Israeli credit company MAX changed its modeling approach for their retail credit portfolio in order to become more value-driven. It moved from the traditional segment-based default models, which focus on the probability of a loan not reaching its end date, to predicting different value drivers on a customer level.
To enable this, MIcompany introduced a new biostatistics-based modeling approach, Competing Hazard modeling, which improved model performance with 51%-81% (reduced Mean Absolute Error).
After integrating these predictions in a Customer Lifetime Value calculation, MAX was able to refocus its commercial efforts to relevant value pools, and improve the customer offering based on these insights.
Supported by a value monitoring dashboard and a model management engine, MAX has structurally changed its retail credit strategy, and is ready to develop new use cases within retail credit to further grow within the Israeli market.

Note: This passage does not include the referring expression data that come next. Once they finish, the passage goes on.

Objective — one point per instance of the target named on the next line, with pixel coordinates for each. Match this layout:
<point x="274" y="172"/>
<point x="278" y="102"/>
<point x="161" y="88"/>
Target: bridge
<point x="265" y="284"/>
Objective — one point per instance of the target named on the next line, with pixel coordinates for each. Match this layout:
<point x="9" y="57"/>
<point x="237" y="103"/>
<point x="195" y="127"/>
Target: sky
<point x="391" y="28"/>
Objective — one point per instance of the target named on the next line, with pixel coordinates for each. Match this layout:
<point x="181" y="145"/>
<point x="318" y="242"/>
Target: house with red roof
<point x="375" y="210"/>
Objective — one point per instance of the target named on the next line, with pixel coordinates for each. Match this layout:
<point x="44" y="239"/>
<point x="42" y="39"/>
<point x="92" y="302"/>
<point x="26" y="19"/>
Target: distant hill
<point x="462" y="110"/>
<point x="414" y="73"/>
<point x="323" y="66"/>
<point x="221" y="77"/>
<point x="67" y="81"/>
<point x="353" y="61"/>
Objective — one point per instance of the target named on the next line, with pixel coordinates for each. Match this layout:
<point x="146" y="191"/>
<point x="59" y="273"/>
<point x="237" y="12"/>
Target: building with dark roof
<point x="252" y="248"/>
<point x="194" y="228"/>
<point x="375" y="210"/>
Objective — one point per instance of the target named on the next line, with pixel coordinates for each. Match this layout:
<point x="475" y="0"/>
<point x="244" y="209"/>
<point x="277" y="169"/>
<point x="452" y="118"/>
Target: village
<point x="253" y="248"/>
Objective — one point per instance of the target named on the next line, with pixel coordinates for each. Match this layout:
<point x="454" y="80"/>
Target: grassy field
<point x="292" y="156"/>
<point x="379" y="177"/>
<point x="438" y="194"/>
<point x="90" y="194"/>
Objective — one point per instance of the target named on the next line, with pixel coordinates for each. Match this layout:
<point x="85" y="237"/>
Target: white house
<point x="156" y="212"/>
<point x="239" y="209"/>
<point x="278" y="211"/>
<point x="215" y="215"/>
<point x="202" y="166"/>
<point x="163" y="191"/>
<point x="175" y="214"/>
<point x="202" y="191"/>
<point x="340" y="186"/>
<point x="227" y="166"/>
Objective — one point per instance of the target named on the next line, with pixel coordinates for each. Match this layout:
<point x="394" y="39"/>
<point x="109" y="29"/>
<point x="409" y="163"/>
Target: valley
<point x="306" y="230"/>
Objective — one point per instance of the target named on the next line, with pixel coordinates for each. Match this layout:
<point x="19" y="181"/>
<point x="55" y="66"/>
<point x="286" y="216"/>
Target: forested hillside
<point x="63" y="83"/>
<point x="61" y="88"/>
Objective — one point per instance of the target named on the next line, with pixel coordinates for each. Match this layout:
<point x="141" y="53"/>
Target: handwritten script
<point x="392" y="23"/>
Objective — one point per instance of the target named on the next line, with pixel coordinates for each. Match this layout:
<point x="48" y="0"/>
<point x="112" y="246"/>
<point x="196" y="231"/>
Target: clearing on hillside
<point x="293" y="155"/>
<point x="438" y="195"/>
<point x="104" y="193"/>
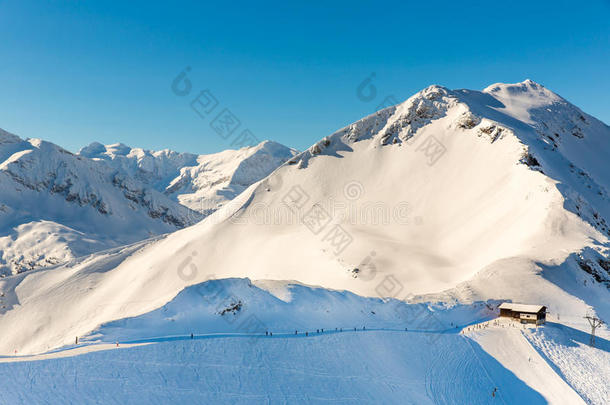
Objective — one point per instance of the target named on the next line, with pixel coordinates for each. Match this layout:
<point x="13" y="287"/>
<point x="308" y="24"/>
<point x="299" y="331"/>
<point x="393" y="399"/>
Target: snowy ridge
<point x="202" y="183"/>
<point x="56" y="206"/>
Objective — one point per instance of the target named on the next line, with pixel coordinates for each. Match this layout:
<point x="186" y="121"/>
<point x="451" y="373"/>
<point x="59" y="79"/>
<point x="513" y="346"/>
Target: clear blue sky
<point x="74" y="72"/>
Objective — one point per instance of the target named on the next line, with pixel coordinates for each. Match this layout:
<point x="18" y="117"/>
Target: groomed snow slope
<point x="202" y="183"/>
<point x="55" y="206"/>
<point x="501" y="199"/>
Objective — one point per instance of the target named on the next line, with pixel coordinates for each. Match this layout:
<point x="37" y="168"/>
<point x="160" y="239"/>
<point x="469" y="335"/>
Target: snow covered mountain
<point x="56" y="205"/>
<point x="449" y="202"/>
<point x="202" y="183"/>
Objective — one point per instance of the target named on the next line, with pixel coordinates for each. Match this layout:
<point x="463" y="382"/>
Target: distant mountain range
<point x="55" y="205"/>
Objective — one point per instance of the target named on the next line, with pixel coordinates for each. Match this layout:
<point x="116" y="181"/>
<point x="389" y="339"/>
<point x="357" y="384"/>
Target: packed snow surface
<point x="444" y="205"/>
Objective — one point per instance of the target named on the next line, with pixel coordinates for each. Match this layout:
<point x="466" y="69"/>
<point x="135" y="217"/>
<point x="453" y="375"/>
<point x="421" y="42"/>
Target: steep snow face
<point x="55" y="206"/>
<point x="202" y="183"/>
<point x="415" y="199"/>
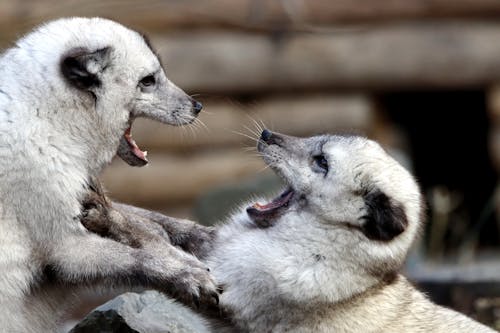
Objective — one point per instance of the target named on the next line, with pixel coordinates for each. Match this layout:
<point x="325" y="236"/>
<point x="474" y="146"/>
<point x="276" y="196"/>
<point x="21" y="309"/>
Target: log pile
<point x="300" y="67"/>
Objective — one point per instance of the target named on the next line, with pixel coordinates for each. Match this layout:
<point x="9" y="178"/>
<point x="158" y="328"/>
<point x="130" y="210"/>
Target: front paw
<point x="180" y="275"/>
<point x="196" y="286"/>
<point x="197" y="239"/>
<point x="95" y="214"/>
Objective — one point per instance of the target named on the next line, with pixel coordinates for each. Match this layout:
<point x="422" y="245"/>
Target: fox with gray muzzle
<point x="325" y="255"/>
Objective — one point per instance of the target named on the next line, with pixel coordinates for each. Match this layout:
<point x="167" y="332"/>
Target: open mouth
<point x="264" y="214"/>
<point x="130" y="152"/>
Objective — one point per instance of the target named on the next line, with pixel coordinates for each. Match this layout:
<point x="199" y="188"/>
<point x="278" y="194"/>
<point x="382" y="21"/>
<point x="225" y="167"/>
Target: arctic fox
<point x="69" y="92"/>
<point x="325" y="255"/>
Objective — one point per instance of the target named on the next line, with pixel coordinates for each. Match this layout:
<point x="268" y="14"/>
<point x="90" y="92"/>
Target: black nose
<point x="197" y="106"/>
<point x="266" y="135"/>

January 21st 2019 was a historic day for Leumi Card, as from that day on it got the opportunity to grow its customer-facing position, after being formally separated from Leumi Bank. Following this day the company acted quick; it was rebranded to MAX with a sharpened product portfolio and the ambition to become Israel’s leader in the credit market, by becoming a one-stop-shop for retail and business customers.

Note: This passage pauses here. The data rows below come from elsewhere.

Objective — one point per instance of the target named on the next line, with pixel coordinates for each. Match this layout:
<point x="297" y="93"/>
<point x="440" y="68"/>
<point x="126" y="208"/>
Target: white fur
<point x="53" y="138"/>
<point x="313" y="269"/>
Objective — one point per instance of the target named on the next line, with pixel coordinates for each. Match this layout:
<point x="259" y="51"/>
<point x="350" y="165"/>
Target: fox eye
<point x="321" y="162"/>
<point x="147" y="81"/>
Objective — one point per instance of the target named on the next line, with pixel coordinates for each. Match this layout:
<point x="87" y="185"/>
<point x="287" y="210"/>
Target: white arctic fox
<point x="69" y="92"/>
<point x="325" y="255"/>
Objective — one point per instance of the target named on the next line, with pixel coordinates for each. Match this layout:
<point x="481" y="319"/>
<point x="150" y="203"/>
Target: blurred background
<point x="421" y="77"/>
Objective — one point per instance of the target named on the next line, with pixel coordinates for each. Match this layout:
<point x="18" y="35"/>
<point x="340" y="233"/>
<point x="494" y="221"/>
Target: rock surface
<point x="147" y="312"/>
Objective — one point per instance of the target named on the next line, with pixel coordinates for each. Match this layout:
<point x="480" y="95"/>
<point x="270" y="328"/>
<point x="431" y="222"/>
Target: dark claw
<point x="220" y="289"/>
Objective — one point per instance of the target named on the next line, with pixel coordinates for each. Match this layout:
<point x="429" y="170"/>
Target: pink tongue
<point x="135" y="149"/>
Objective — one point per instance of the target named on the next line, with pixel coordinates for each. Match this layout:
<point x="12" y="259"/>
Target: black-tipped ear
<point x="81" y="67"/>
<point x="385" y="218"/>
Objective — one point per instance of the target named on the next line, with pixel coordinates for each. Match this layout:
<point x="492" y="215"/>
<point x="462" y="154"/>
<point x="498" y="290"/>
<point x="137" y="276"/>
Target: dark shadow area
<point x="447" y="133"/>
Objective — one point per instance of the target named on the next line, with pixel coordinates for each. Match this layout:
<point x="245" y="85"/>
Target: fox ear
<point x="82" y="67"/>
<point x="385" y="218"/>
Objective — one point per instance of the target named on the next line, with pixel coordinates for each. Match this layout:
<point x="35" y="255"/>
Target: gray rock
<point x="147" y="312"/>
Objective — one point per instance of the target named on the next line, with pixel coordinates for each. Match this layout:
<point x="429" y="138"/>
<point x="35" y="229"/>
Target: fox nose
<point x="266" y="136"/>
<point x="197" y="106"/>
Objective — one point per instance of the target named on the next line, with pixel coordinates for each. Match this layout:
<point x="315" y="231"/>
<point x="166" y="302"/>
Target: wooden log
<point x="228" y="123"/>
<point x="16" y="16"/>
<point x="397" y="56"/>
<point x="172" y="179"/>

For this, MAX had to understand the actual value they gain from their current customers, so they could focus their acquisition efforts on customer segments that they can serve well, with appropriate products.

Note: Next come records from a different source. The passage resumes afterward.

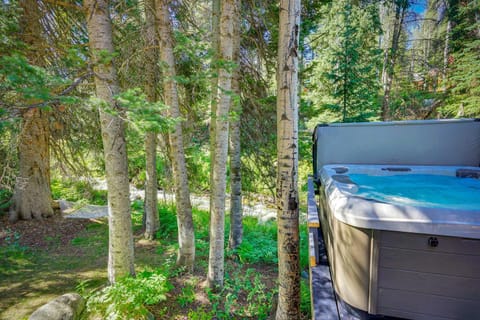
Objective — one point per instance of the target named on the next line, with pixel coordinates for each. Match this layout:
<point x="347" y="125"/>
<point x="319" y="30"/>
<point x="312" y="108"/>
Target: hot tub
<point x="405" y="253"/>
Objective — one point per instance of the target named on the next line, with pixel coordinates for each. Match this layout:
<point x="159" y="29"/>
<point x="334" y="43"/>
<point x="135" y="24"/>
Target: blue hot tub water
<point x="420" y="190"/>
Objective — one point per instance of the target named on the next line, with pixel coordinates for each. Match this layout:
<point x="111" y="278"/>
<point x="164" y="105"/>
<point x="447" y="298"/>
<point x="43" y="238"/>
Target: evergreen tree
<point x="344" y="80"/>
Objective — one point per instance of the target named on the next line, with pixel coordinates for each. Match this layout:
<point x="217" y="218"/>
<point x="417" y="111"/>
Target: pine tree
<point x="344" y="79"/>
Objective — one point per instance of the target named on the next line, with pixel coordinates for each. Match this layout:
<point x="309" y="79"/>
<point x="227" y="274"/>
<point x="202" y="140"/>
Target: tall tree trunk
<point x="214" y="88"/>
<point x="32" y="195"/>
<point x="391" y="57"/>
<point x="120" y="250"/>
<point x="152" y="222"/>
<point x="186" y="236"/>
<point x="446" y="49"/>
<point x="217" y="211"/>
<point x="287" y="171"/>
<point x="236" y="227"/>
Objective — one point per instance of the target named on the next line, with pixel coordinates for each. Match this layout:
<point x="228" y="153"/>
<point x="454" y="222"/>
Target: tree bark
<point x="217" y="210"/>
<point x="214" y="88"/>
<point x="287" y="171"/>
<point x="120" y="253"/>
<point x="236" y="227"/>
<point x="152" y="223"/>
<point x="186" y="235"/>
<point x="446" y="50"/>
<point x="32" y="195"/>
<point x="391" y="57"/>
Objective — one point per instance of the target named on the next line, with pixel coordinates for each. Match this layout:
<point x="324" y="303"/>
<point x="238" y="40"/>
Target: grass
<point x="160" y="287"/>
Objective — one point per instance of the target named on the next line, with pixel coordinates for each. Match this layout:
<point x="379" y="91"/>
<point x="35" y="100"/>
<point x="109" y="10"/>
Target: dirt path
<point x="258" y="209"/>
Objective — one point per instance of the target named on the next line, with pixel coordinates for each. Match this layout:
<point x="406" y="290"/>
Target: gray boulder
<point x="66" y="307"/>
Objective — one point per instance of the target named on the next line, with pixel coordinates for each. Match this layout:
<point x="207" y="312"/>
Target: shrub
<point x="126" y="299"/>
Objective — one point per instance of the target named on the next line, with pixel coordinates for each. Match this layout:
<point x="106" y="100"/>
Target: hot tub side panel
<point x="423" y="282"/>
<point x="348" y="251"/>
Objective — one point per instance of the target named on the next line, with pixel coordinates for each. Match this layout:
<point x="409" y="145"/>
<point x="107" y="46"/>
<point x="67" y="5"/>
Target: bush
<point x="127" y="298"/>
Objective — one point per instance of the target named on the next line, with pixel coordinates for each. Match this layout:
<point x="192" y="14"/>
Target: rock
<point x="66" y="307"/>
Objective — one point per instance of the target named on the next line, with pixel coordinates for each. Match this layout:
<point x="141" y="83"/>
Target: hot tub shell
<point x="388" y="266"/>
<point x="400" y="261"/>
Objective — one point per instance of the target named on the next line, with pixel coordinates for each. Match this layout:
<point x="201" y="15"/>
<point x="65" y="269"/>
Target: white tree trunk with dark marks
<point x="152" y="223"/>
<point x="215" y="34"/>
<point x="217" y="210"/>
<point x="288" y="307"/>
<point x="186" y="235"/>
<point x="120" y="253"/>
<point x="236" y="226"/>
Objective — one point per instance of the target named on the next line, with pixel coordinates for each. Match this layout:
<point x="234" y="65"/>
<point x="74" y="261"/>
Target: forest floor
<point x="40" y="260"/>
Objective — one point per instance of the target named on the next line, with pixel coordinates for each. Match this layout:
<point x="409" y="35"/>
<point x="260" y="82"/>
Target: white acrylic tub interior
<point x="360" y="212"/>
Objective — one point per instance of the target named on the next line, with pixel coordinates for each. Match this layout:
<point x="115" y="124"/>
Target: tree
<point x="217" y="210"/>
<point x="152" y="222"/>
<point x="343" y="76"/>
<point x="186" y="235"/>
<point x="236" y="227"/>
<point x="465" y="68"/>
<point x="287" y="163"/>
<point x="120" y="253"/>
<point x="390" y="53"/>
<point x="32" y="196"/>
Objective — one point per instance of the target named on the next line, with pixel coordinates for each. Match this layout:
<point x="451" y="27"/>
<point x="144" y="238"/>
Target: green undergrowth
<point x="128" y="298"/>
<point x="250" y="284"/>
<point x="160" y="287"/>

To assess value creation on a customer level, you first need to define value and calculate that on the required granularity level. Then, you need to predict how this value will develop over time, which differs strongly per customer type. In the retail credit industry context: if a customer is unable to fulfill their payments, the entire open debt and future-interest income is lost. We call this a default event, which logically has a major impact on the customer value.
Thus, having a precise value prediction was crucial for MAX.
MAX had to deal with two other facts. Firstly, the event of an “early pay-off” can occur, in which a client closes their loan before the end date. As this event has a different impact on customer value, it needs to be modeled as well. As the early pay-off event interacts with the default event, meaning that they can’t both happen for the same loan, they need to be modeled separately. Secondly, historical data had limited value, since the financial market changes fast and MAX’s application policy has adjusted multiple times in the past few years. As historical data is used to predict future events, assuming behavior and policies are stable, such changing circumstances limit the usability of the data.
Given the challenge at hand, traditional modeling techniques were not applicable.
However, MAX showed its innovative character: it used biostatistics-based innovative modeling techniques, which proved to work well for this specific challenge.
This technique enabled them to understand and predict customer behavior, and calculate expected value on a granular level.
MAX immediately used the model results to define new business initiatives, within a few weeks after model implementation. Supported by a new sales dashboard, business teams started to launch new value-driven campaigns, while MAX’s elite data science team monitored model performance in the Model Management Center.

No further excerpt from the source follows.